As people grow and experience life, they become connected to people for a variety of reasons. They work with them, hang out with them, and are related to them. People’s lives intertwine and before they know it, they have forged tight bonds. Out of nowhere they are blindsided by an accusation, an argument or some times, a shocking revelation.
It’s this point in a person’s life they are forced to take notice of the way someone else’s actions can affect their future and they respond with a mindset that finally understands they have to take care of themselves. They realize that if they do not handle the situation correctly, they may inadvertently cause damage to themselves. That’s when they can really relate to the queen of soul, Aretha Franklin, in her song, Chain Of Fools.” With a gospel feel she sings of being taken advantage of by a seemingly professional con man posing as her new found love. It is a scenario all too familiar for us all. Whether in relationships, friendships or business partnerships we all have endured the sting of being mislead. Here are a few steps to think about when deciding to make the separation from the ‘chain of fools’:
- When breaking the chain, remember to operate in forgiveness: Once a person comes to grips with being made a fool of, they experience a flood of emotions. From rage to guilt to shame, they will run the gambit of feelings. It is very important to come from a place of grace and forgiveness of all the parties involved. And that includes choices they’ve made themselves as it relates to the other party. Often as people struggle to forgive others, they never consider the option to forgive themselves. It’s important that Hall forgives Filner for his actions; whether he changes or not. Hall can only control his own actions.

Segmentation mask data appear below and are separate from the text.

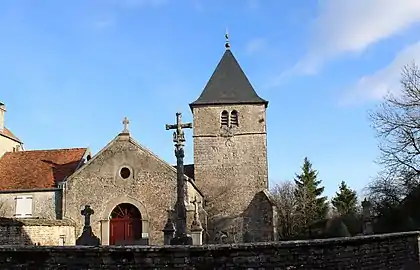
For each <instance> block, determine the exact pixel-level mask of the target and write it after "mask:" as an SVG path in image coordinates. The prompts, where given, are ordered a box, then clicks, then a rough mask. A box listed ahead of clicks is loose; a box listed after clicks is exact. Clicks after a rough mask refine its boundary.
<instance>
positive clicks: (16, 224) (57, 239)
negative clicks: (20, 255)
mask: <svg viewBox="0 0 420 270" xmlns="http://www.w3.org/2000/svg"><path fill="white" fill-rule="evenodd" d="M61 239H62V241H63V243H60V240H61ZM75 243H76V234H75V231H74V226H73V225H72V224H71V222H69V221H67V220H42V219H38V220H37V219H26V220H16V219H15V220H13V219H5V218H1V220H0V245H42V246H58V245H75Z"/></svg>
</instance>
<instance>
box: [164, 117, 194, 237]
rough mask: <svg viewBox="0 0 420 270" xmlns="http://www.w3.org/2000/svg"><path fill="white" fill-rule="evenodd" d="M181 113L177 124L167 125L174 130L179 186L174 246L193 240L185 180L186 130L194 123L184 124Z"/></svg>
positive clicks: (175, 151) (178, 117)
mask: <svg viewBox="0 0 420 270" xmlns="http://www.w3.org/2000/svg"><path fill="white" fill-rule="evenodd" d="M181 118H182V115H181V113H179V112H178V113H176V124H174V125H166V130H171V129H174V130H175V131H174V133H173V142H174V143H175V157H176V171H177V179H176V180H177V181H176V183H177V185H176V193H177V199H176V204H175V211H176V217H177V218H176V220H175V229H176V231H175V237H174V238H173V239H172V241H171V244H172V245H191V244H192V238H191V237H188V236H187V213H186V210H185V197H186V196H185V189H184V187H185V179H184V142H185V136H184V130H183V129H185V128H192V123H186V124H183V123H182V120H181Z"/></svg>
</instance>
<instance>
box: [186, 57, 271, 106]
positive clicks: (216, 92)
mask: <svg viewBox="0 0 420 270" xmlns="http://www.w3.org/2000/svg"><path fill="white" fill-rule="evenodd" d="M221 104H265V105H266V106H267V105H268V101H266V100H264V99H262V98H261V97H259V96H258V94H257V93H256V92H255V90H254V88H253V87H252V85H251V83H250V82H249V80H248V78H247V77H246V75H245V73H244V71H243V70H242V68H241V66H240V65H239V63H238V61H237V60H236V58H235V57H234V56H233V54H232V52H231V50H230V49H226V51H225V53H224V54H223V57H222V59H221V60H220V62H219V64H218V65H217V67H216V69H215V71H214V72H213V75H212V76H211V77H210V80H209V81H208V83H207V85H206V86H205V87H204V90H203V92H202V93H201V95H200V97H199V98H198V99H197V100H196V101H194V102H192V103H191V104H190V107H191V108H193V107H195V106H200V105H221Z"/></svg>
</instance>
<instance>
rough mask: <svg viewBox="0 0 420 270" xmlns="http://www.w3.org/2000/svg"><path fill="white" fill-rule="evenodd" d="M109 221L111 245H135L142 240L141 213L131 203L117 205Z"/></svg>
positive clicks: (111, 213) (113, 210)
mask: <svg viewBox="0 0 420 270" xmlns="http://www.w3.org/2000/svg"><path fill="white" fill-rule="evenodd" d="M109 219H110V222H109V227H110V228H109V244H110V245H127V244H134V243H135V242H136V241H138V240H140V239H141V233H142V220H141V213H140V211H139V209H137V207H135V206H134V205H132V204H130V203H122V204H119V205H117V206H116V207H115V208H114V210H112V212H111V215H110V217H109Z"/></svg>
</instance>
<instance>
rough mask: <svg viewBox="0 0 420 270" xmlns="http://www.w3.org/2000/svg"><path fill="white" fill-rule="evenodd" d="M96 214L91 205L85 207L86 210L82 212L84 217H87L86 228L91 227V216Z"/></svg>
mask: <svg viewBox="0 0 420 270" xmlns="http://www.w3.org/2000/svg"><path fill="white" fill-rule="evenodd" d="M94 213H95V212H94V211H93V209H92V208H90V206H89V205H85V208H84V209H83V210H82V211H81V214H82V216H85V227H90V216H91V215H93V214H94Z"/></svg>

- As the chains fall, old behaviors must be replaced with new ones: As with any transition, the most vulnerable time is immediately following a drastic change. When a person removes one habit or behavior, it is important to replace it quickly with a better and more positive one. If it’s not done immediately they will suffer in some way. People are creatures of habit, and left alone can be their own worst enemy. Hall has to immediately begin to work on something else. He can’t sit home and feel sorry for himself or regurgitate his emotions surrounding the actions that caused the decision to resign.
- Hurt people, hurt people: The reason the above principle of forgiveness is so vital to a person’s growth is because without it, they cannot truly heal themselves. Think of each relational confrontation as a tear on one’s soul. As each one is experienced, it leaves another mark that individual inwardly. Even after they survive, they are left in a damaged state. If they do not allow time to recoup, they will end up behaving much like the ones who hurt them. Hall has to perform an autopsy on the his time as chief of staff and even forgive himself for missing or ignoring prior signs that pointed to his separation of office.
It appears, via Twitter, that the people of San Diego and around the globe support Hall’s decision to resign. He made the decision to resign in order to remove himself from Filner’s chain of foolish behavior and can now get on with his mission and passion of standing and fighting for women’s rights. Any other choice would appear hypocritical.